Capping off Climate Week NYC 2019 at the Global Landscapes Forum on 28 September, the Global Evergreening Alliance launched the Evergreening the Earth campaign to answer this question through restoring degraded lands and improving smallholder farming methods across the developing world. Ahead of the event, Landscape News spoke to CEO Christopher Armitage about the new initiative.
Could you tell us about the Evergreening the Earth campaign?
The campaign aims to sequester 20 billion tons of carbon dioxide from the atmosphere and lock it up in landscapes every year by 2050. We have come at this from the point of addressing food insecurity in some of the most food-insecure environments in the world. The practices we are supporting and promoting enhance food production and resilience to climate change. So it is a win-win.
What is the Alliance’s approach to sustainable agriculture, and how does it fit with combating climate change?
It is mainly focused on evergreening agriculture, working with smallholder farmers to build productivity and resilience, and working with pastoralists and on the nexus between sedentary farming and pastoral agricultural systems. We’re trying to bring everyone together around some of the incredible solutions that have been emerging and the evidence that’s been amassed over recent years.
A lot of the focus came from Tony Rinaudo and his work with farmer-managed natural regeneration (FMNR) in Niger in the 1980s. So we have a very scientifically defensible approach to reversing the impacts of climate change at a global scale using FMNR and complementary systems.
In environments with smallholder farmers, in pastoralist and rural communities, it is really something they should practice anyway, for the immediate livelihoods and natural resource benefits that they receive. The climate benefit that the world receives is really a by-product of these systems.
What kind of agricultural techniques are you referring to?
There are a number of different approaches that we are directly supporting through our programs. A lot of them are built initially on FMNR or assisted natural generation, and these are mainly in semi-arid or arid contexts. We mainly work with naturally seeded trees and shrubs or the regeneration of existing rootstock. These massively enhance the productivity of crops when the right trees and shrubs are grown within crops, increasing productivity by 300 to 350 percent.
The other thing we work on is rehabilitating degraded communal lands and watersheds, again through the collaboration of all local stakeholders with managed natural regeneration. It can be done quickly and effectively, it has a significant impact on local water tables and water quality, and it leads to a huge reduction in soil erosion.
In the humid tropics, which have slightly higher rainfalls, we work on more intensive intercropping of leguminous shrubs and trees within crops, primarily with a species called gliricidia.
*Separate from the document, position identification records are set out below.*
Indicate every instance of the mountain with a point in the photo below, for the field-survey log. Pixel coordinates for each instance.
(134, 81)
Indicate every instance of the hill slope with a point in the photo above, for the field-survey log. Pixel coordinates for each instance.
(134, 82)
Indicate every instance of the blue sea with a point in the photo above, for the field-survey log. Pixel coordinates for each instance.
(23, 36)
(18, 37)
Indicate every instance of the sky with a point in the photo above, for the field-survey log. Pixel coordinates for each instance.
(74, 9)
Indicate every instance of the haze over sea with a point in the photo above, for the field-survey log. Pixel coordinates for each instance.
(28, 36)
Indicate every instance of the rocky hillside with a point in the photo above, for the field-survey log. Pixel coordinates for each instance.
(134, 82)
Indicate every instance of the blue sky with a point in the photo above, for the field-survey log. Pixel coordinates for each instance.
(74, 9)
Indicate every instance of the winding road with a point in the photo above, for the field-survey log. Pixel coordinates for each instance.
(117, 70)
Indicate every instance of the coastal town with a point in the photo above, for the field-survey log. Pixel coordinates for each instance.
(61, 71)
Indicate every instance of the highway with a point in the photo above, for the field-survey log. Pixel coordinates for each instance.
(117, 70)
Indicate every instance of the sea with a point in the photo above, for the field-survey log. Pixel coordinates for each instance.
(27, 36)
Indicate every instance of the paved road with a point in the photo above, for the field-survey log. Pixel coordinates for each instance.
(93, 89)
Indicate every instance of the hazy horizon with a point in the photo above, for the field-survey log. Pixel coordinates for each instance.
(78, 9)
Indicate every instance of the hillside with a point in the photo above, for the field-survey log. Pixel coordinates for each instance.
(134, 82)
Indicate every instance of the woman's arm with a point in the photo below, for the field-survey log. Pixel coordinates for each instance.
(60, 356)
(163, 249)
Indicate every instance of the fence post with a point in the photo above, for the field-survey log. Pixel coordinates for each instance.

This is a very fast-growing, non-invasive luminous shrub that is very effective at fixing nitrogen from the atmosphere in the soil and depositing a high-nutrient organic mulch onto the soil.
Farmers who have adopted gliricidia intercropping found that they had more resilient agricultural systems and a protective layer of mulch over their soil, which prevented evaporation. The soil also absorbed more water during rainy periods and contains a lot more carbon. Those farmers had higher productivity and yields, even over bad years, than farmers using chemical fertilizers.
In Zambia, for example, it has been adopted by over 180,000 households, and along with higher yields in their maize crops, those farmers also produce five metric tons of biomass a year on average. The household can use some of that for their household fuel requirements, and the remainder can be sold at local markets.
In Sri Lanka, gliricidia has provided the foundation for a commercialized renewable energy market, with more than 20 power plants using this tree. So this is an incredible opportunity for African farmers to be able to adopt similar systems. People are planting it because they are getting better crops of maize, but the unintended by-product is a potential source of electricity.
How can this intensification of sustainable agriculture be spread?
Through our member organizations, we have the grassroots capacity to implement these at massive scales in developing countries across the globe. We have that capacity. What we don’t have is the political and financial support and resources to support that massive collaborative effort. And that’s where we’re hoping, through this global campaign, to really provide much greater visibility to these opportunities, and to come together to support solving these challenges.
So the message is: we can have a sustainable future. We can reverse the impacts of climate change, and we don’t have to do that through some exciting new technology like seeding clouds. The technology is already there. The solution is there, and it’s one that not only mitigates and reverses the impact of climate change. It is also a solution that builds the food security of the planet starting with the poorest of the poor.